Geruchsfernsehen

Ein Blick zurück und schon steht sie drin. Dieser seltsame Geruch krabbelt ihren Körper, ihren Verstand hoch und nistet sich ein, um zu bleiben. Tausend Bilder ploppen auf wie Seifenblasen, bleiben hängen, verwerfen und verschwinden dann in der Schwerkraft der Zeit, der Auflösung ihres Seins. Trotzdem bleibt etwas, etwas geht. Der Geruch bleibt heften und lässt irgendwie eine kleine Reizüberflutung da. Irgendwie aber auch ein warmig-wohliges Gefühl. Weil sie diesen Ort kennt und liebt und die Geschichten verinnerlicht hat, die dort geschrieben wurden. Sie kennt Nuancen der Geschichten und Erzählungen, Bilder, Menschen und das Papier. Das Papier mit der Farbe der anderen. Die Markierungen der Vielfalt. Und sie erkennt sich selbst und all die Samstage, die sie früher mit ihrer Mutter hier verbracht hat. All die tollen Momente und sie weiß: Mir gefällt es hier. Ich liebe es! Die Atmosphäre, die vielen Geschichten in und um die Bücher herum. Das Wissen, was hier gebündelt wird. Und es wird immer ein Ort sein, an dem sie sich stundenlang aufhalten kann. Das wird ihr bewusst, mit diesem einen Schritt in ihre Lieblingsbücherei.

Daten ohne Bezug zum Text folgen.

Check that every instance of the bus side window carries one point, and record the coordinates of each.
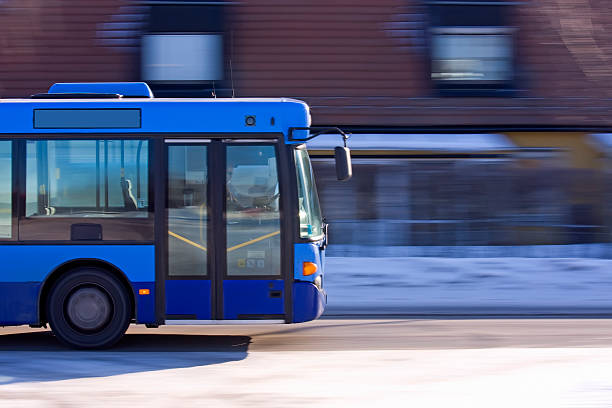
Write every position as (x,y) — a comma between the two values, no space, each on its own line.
(87,178)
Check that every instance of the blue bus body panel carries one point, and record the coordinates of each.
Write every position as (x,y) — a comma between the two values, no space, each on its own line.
(25,268)
(18,303)
(310,252)
(169,115)
(188,297)
(252,297)
(308,302)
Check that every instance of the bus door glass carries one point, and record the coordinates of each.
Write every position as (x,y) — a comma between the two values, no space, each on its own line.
(224,232)
(252,285)
(188,288)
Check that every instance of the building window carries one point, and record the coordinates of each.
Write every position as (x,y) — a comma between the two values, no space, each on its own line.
(472,50)
(183,49)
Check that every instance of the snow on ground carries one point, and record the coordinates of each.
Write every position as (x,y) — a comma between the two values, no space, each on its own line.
(514,285)
(498,377)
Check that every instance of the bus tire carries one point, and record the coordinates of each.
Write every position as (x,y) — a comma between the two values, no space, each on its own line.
(88,308)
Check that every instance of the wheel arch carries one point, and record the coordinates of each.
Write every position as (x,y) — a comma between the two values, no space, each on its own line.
(60,270)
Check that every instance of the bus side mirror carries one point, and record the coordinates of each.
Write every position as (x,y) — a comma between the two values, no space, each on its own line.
(344,168)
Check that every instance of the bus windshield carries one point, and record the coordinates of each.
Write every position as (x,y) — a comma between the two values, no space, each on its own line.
(311,222)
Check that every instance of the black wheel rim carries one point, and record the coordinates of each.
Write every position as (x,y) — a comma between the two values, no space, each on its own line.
(88,309)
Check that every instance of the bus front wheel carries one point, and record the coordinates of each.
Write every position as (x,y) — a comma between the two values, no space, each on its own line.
(88,308)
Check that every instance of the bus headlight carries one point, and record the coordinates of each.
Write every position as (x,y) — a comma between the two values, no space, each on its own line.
(318,282)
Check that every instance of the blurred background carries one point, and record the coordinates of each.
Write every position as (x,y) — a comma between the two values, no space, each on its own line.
(481,129)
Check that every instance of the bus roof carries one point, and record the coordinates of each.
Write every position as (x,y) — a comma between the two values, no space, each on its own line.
(258,116)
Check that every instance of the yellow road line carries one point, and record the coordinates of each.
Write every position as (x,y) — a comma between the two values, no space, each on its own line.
(253,241)
(195,244)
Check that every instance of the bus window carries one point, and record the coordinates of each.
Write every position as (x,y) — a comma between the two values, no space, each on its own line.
(187,211)
(87,178)
(252,211)
(311,221)
(5,189)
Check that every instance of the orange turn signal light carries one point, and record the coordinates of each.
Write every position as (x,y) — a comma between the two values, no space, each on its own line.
(309,268)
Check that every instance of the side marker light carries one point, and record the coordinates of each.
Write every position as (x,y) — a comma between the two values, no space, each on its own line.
(309,268)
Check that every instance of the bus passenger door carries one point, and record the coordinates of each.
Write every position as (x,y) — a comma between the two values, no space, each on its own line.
(252,285)
(188,276)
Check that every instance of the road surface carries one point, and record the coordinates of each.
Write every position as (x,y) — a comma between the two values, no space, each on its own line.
(331,362)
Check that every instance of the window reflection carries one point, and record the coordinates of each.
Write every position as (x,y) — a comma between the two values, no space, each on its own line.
(5,189)
(87,178)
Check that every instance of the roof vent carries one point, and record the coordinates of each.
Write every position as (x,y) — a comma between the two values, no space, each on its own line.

Ein Blick zurück und schon steht sie drin. Dieser seltsame Geruch krabbelt ihren Körper, ihren Verstand hoch und nistet sich ein, um zu bleiben. Tausend Bilder ploppen auf wie Seifenblasen, bleiben hängen, verwerfen und verschwinden dann in der Schwerkraft der Zeit, der Auflösung ihres Seins. Trotzdem bleibt etwas, etwas geht. Der Geruch bleibt heften und lässt irgendwie eine kleine Reizüberflutung da. Sie riecht die Vergänglichkeit des Menschen, das Elend, die allmähliche Verwesung. Sie riecht die Verzweiflung, das Alleinsein und all die tausend Stunden der Mutlosigkeit. Sie kann es spüren, riechen und sehen und es bleibt da. Sie würde so gerne etwas tun, kann aber nicht. Sie ist starr und voller Ekel. Dies ist ein Ort, den sie nicht so schnell vergessen wird. Es ist ein Mensch, an den sie sich erinnern wird. Das wird ihr bewusst, als sie im Supermarkt an der Kasse steht, vor ihr dieser Mann…

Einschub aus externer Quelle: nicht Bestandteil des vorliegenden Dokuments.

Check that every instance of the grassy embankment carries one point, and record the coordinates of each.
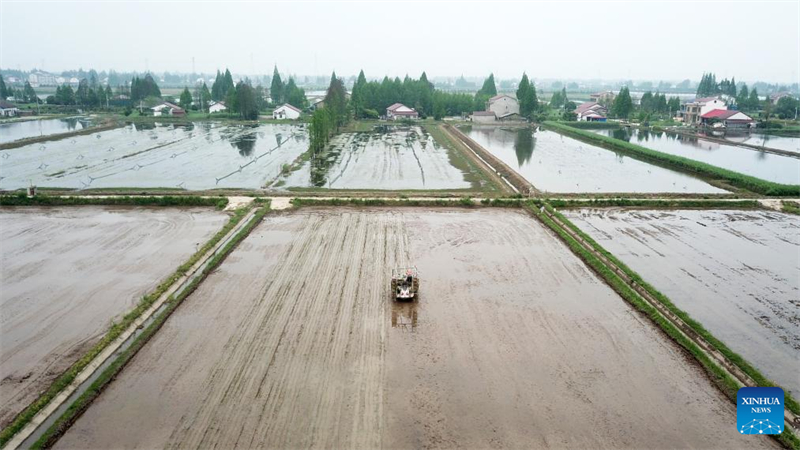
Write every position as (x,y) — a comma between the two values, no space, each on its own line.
(117,328)
(77,408)
(720,377)
(730,177)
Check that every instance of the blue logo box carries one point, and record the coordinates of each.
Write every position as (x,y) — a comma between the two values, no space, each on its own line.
(759,410)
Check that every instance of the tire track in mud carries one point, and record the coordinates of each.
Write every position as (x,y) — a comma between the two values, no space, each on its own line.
(309,356)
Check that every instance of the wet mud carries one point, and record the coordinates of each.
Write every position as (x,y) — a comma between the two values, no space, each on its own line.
(295,342)
(736,272)
(68,273)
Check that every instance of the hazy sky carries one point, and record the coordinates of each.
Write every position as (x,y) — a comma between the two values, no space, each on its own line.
(609,40)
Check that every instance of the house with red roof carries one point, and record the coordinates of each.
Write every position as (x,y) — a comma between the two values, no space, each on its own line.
(286,111)
(399,111)
(729,119)
(503,106)
(691,112)
(591,112)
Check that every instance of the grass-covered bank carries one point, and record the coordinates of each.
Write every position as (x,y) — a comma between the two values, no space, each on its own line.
(115,331)
(169,200)
(77,408)
(735,179)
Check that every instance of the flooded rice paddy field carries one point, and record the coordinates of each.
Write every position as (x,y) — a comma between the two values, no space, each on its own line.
(513,343)
(736,272)
(387,158)
(196,156)
(767,166)
(67,273)
(790,144)
(14,131)
(556,163)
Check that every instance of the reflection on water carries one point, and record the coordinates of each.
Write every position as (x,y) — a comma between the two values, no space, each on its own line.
(43,127)
(556,163)
(404,315)
(771,167)
(524,142)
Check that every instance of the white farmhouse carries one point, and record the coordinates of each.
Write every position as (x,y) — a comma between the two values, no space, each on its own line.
(286,111)
(217,107)
(503,106)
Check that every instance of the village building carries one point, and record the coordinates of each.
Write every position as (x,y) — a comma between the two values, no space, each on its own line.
(39,79)
(504,107)
(591,112)
(729,119)
(168,109)
(286,111)
(604,97)
(399,111)
(217,107)
(8,109)
(691,112)
(483,116)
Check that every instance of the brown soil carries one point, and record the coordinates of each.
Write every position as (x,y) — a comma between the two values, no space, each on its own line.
(295,342)
(67,273)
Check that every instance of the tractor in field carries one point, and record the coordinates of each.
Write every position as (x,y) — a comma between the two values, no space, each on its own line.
(405,283)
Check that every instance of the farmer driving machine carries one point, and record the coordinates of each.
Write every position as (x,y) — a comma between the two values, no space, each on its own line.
(405,283)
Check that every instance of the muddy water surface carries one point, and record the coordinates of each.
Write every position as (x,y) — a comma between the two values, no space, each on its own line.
(32,128)
(736,272)
(767,166)
(388,157)
(556,163)
(201,155)
(67,273)
(294,342)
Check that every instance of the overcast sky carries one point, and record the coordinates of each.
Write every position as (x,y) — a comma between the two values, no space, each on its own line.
(608,40)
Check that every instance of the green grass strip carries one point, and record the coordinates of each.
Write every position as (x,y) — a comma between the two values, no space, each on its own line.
(654,203)
(21,199)
(678,162)
(725,381)
(732,356)
(84,400)
(116,329)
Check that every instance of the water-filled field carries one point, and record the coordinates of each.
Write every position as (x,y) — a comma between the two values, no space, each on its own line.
(767,166)
(556,163)
(790,144)
(32,128)
(736,272)
(388,157)
(202,155)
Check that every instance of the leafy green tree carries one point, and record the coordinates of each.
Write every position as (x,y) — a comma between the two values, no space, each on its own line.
(185,101)
(246,103)
(787,107)
(488,89)
(623,105)
(276,88)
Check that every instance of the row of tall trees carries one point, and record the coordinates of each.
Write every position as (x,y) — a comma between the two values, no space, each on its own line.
(709,86)
(329,120)
(222,84)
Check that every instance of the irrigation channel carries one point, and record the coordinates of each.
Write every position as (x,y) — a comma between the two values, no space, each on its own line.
(14,131)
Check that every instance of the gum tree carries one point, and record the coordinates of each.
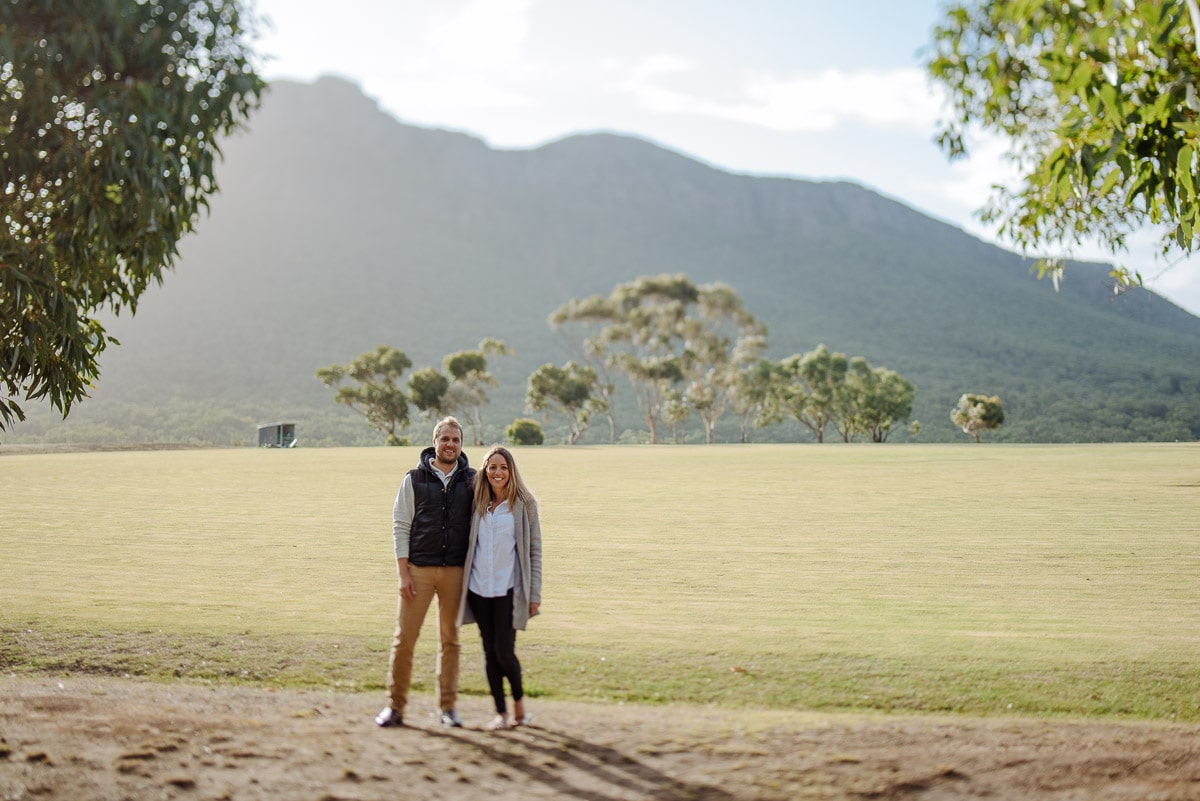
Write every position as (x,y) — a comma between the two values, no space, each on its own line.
(1099,103)
(370,385)
(109,120)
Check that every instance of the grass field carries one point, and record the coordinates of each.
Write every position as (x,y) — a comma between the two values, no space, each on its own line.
(983,579)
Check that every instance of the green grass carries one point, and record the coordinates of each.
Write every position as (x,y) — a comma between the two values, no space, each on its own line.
(979,579)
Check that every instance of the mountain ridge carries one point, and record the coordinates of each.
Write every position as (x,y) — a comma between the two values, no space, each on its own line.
(340,228)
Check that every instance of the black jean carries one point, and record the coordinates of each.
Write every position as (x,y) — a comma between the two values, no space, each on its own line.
(495,619)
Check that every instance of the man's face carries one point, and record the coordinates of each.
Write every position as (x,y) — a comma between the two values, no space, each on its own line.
(448,445)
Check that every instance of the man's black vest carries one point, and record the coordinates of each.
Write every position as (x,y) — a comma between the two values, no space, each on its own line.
(441,516)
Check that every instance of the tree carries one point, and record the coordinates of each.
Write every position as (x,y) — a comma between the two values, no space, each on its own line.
(718,343)
(1099,103)
(579,323)
(676,411)
(469,380)
(427,389)
(880,398)
(525,432)
(109,120)
(661,331)
(750,397)
(977,413)
(816,380)
(377,396)
(568,389)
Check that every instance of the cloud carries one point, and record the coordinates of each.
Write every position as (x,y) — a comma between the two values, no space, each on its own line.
(814,102)
(484,34)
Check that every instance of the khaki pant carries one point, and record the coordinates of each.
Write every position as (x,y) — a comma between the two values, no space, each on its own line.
(445,583)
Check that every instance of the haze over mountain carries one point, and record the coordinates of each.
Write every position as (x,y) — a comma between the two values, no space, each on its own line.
(339,228)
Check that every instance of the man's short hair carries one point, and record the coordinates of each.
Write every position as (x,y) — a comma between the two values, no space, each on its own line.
(447,422)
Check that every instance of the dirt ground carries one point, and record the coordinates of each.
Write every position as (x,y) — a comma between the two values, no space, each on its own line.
(113,739)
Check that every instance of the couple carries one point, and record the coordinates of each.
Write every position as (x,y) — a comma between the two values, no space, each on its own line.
(474,541)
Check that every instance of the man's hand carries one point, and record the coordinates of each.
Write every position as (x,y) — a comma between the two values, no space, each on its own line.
(407,589)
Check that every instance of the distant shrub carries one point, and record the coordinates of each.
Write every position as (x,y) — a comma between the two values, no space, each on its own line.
(525,432)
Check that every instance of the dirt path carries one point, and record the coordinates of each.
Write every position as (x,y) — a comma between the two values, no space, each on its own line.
(83,739)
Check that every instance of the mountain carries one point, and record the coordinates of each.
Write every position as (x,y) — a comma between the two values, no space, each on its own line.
(339,228)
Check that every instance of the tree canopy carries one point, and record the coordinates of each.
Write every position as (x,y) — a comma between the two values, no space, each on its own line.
(376,392)
(978,413)
(109,119)
(1099,103)
(681,344)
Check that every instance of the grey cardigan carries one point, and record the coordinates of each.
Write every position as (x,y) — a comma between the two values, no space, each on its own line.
(527,586)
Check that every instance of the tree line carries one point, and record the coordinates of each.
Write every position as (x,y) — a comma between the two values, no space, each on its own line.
(685,349)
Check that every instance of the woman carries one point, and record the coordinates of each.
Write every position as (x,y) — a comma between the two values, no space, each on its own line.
(503,570)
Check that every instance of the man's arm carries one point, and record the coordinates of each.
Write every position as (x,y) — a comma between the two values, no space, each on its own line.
(401,528)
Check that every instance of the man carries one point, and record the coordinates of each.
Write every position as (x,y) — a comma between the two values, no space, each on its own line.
(431,524)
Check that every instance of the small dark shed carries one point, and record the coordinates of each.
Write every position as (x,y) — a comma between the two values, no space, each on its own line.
(277,435)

Gerüche können Freude machen, Erinnerungen wecken, sie festhalten und für wenige Sekunden verweilen. Das kann dann ganz wunderbar sein. Oder man riecht die Anheftung des Schicksals. Und dieser Geruch kann zu einer Qual werden. Und es kann sogar sein, dass kein anderer es spürt, weil sie es einfach nicht riechen… Und genau da fühlen wir uns manchmal alleine.

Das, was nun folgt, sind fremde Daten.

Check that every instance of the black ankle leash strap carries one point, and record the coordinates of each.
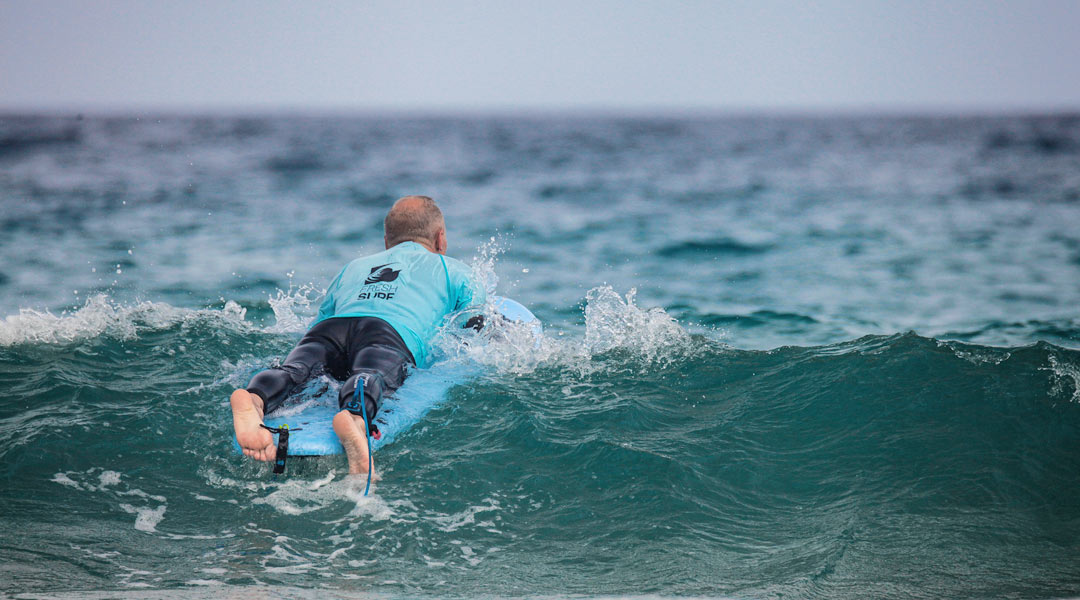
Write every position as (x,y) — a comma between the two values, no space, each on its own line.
(279,463)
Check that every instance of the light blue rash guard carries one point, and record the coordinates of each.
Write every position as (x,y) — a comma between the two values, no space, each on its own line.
(408,286)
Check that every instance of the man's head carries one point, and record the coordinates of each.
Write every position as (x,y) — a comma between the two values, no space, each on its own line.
(416,218)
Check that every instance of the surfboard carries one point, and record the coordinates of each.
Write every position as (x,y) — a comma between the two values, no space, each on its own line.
(309,416)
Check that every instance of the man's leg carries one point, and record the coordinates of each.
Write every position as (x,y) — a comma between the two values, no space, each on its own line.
(269,389)
(246,417)
(382,366)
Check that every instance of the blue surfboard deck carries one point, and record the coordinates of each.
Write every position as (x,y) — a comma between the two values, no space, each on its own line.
(310,421)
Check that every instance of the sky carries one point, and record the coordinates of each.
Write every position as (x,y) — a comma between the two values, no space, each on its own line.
(633,55)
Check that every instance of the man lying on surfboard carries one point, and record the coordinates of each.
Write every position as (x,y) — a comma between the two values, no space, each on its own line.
(377,319)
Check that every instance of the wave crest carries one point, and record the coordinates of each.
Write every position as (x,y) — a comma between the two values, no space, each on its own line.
(100,316)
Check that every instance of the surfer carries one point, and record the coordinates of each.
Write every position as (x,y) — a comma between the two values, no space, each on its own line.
(377,319)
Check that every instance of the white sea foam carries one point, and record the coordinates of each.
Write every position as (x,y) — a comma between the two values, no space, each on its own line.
(102,316)
(111,482)
(292,308)
(1065,376)
(146,519)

Genieße deine Sinne, denn du kannst so viel vom Leben spüren!

2 Antworten
  1. Simon
    Simon says:

    ….ich musste beim Lesen des Textes an Altenheim denken. da gibt es meistens auch einen speziellen Geruch:-/ irgendwie auch ein Ort wo ich mich in der Regel nicht so gerne aufgehalten habe. Man weiß das Leben geht hier dem Ende zu. Manche Menschen wurden vergessen, werden dort abgestellt oder geparkt.
    Na, ja es gibt aber bestimmt auch schöne Altenheime, mit tollem Pflegepersonal und tollen Anghörigen, die regelmäßig besuchen. 🙂

    Trotzdem ein unterbezahlter Job, so wie viele in der Pflege und beim Dienst am Menschen, also ob uns das nichts wert wäre. Wenn wir in einer Situation sind, in der wir Hilfe benötigen, freuen wir uns über ausgeglichenes, zufriedene Pfleger, Therapeuten und Ärzte.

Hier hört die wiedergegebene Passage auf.